Millet v. District Court ex rel. County of El Paso

951 P.2d 476 | Colo. | 1998

Chief Justice VOLLACK

delivered the Opinion of the Court.

Rhonda L. Millet (Millet) petitions this court pursuant to C.A.R. 21 for emergency relief in the nature of prohibition to prevent the El Paso County District Court (the district court) from retaining jurisdiction over the damages portion of a lawsuit filed by Hattie Myers (Myers) against Millet and two other defendants.1 Millet urges this court to order the district court to change the venue of Myers’ complaint against Millet “for all purposes and regarding all issues.” We issued a rule to show cause and now make that rule absolute.

I.

In May of 1997, Myers filed a complaint in the district court against Millet, Noah S. Bellringer, and Michael Loreth, in which she sought damages for injuries allegedly caused by three separate automobile accidents involving each of the defendants.2 At the time the complaint was filed, Myers was a resident of Ohio and Millet was a resident of Jefferson County, where she was served notice. Although the accidents involving Bell-ringer and Loreth occurred in El Paso County, the accident involving Millet took place in Douglas County.

*477On July 2, 1997, Millet filed a motion for severance and change of venue, requesting that the district court sever Myers’ claim against Millet and change venue to Douglas County, where two other complaints arising out of the Douglas County accident were pending against her. Following oral arguments, the district court concluded in a written order that “C.R.C.P. 98(c) does not permit venue of the Millet accident in El Paso County.” However, the district court also determined that Myers was entitled to present all of her damage claims to one jury. For this reason, the district court ordered a change of venue to Douglas County for a determination of Millet’s liability while retaining jurisdiction over the issue of damages.

II.

Venue requirements impose territorial limitations on the forum in which an action may be commenced. See Denver Air Ctr. v. District Court, 839 P.2d 1182, 1184 (Colo.1992). In tort actions, venue is proper: (1) in the county in which the defendants, or any of them, reside at the commencement of the action; (2) in the county where the plaintiff resides when service is made on the defendants in that county; or (3) in the county where the tort was committed. See C.R.C.P. 98(c). Upon a proper showing that an action has been brought in a county other than that in which it should be tried, the trial court has no alternative but to grant a change of venue. See Board of County Comm’rs of Eagle County v. District Court, 632 P.2d 1017, 1020 (Colo.1981). If a change of venue is required by law because the suit was originally brought in an- improper county, the trial court has no jurisdiction over the case except to grant the change of venue. See Denver Air Ctr., 839 P.2d at 1184; Tillery v. District Court, 692 P.2d 1079, 1083 (Colo.1984); Ranger Ins. Co. v. District Court, 647 P.2d 1229, 1231 (Colo.1982); Board of County Comm’rs of Eagle County, 632 P.2d at 1022.

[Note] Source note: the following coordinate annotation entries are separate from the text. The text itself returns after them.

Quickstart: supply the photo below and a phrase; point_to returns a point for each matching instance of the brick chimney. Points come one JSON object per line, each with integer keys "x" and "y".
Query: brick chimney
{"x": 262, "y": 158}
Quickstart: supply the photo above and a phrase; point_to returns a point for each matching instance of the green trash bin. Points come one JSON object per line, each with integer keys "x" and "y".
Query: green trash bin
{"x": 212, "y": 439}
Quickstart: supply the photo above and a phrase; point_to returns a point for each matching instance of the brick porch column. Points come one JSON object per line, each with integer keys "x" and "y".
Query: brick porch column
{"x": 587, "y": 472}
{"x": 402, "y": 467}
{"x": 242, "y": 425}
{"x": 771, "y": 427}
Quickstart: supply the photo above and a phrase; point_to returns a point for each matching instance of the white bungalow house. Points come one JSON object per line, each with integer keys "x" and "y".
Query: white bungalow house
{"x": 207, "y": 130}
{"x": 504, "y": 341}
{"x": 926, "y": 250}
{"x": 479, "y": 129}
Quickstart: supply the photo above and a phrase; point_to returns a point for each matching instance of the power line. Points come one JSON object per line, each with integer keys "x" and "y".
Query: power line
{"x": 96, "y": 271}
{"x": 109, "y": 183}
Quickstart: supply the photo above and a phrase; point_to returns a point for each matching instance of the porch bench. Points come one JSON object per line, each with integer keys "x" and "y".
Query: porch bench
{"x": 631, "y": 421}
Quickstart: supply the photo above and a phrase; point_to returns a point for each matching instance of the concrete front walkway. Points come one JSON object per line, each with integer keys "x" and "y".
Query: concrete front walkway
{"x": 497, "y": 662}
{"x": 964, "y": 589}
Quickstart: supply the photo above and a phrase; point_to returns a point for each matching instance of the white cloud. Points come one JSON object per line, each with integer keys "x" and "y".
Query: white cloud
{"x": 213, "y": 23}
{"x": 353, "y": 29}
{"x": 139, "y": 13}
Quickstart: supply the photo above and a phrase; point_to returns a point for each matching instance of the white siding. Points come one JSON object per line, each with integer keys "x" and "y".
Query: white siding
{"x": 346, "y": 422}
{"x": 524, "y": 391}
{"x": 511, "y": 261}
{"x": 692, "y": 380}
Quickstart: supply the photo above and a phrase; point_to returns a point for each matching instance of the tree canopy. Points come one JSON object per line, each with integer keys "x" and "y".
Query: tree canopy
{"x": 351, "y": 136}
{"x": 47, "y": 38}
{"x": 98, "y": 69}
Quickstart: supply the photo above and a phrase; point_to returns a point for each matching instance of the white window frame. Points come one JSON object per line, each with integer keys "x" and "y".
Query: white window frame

In this case, Myers filed a negligence action in the district court against three defendants for injuries allegedly sustained in three separate automobile accidents. One of these accidents involved Millet. Because Myers is a resident of Ohio, Millet is a resident of Jefferson County, and the accident in question occurred in Douglas County, the district court determined that C.R.C.P. 98(c) prohibited venue over Millet in El Paso County. Nevertheless, the district court determined that the question of Myers’ damages was likely to involve the contributing role each accident had on Myers’ overall injury. For this reason, the district court ordered a change of venue to Douglas County for a determination of Millet’s liability while it retained jurisdiction over the issue of damages. This conclusion was erroneous. Once the district court determined that a change of venue was warranted pursuant to C.R.C.P. 98(c), it had no jurisdiction over Myers’ cause of action against Millet except to order the change of venue.

III.

The district court erred in ordering a change of venue for liability purposes while attempting to retain jurisdiction over the damages portion of Myers’ cause of action against Millet. The district court had no jurisdiction other than to grant the change of venue to the district court in Douglas County on all issues raised in Myers’ complaint against Millet. Accordingly, we make the rule to show cause absolute.

. C.A.R.-21(a) establishes the basis for our origi- ■ nal jurisdiction in this case and provides in pertinent part as follows:

Relief in the nature of prohibition may be sought in the Supreme Court where the district court is proceeding without or in excess of its jurisdiction or where the district court has granted or denied change of venue in actions in rem or in actions where the statute prescribes the forum.

. Myers’ complaint alleges that she was injured following accidents with Millet on May 19, 1994; Bellringer on May 29, 1994; and Loreth on June 1, 1994.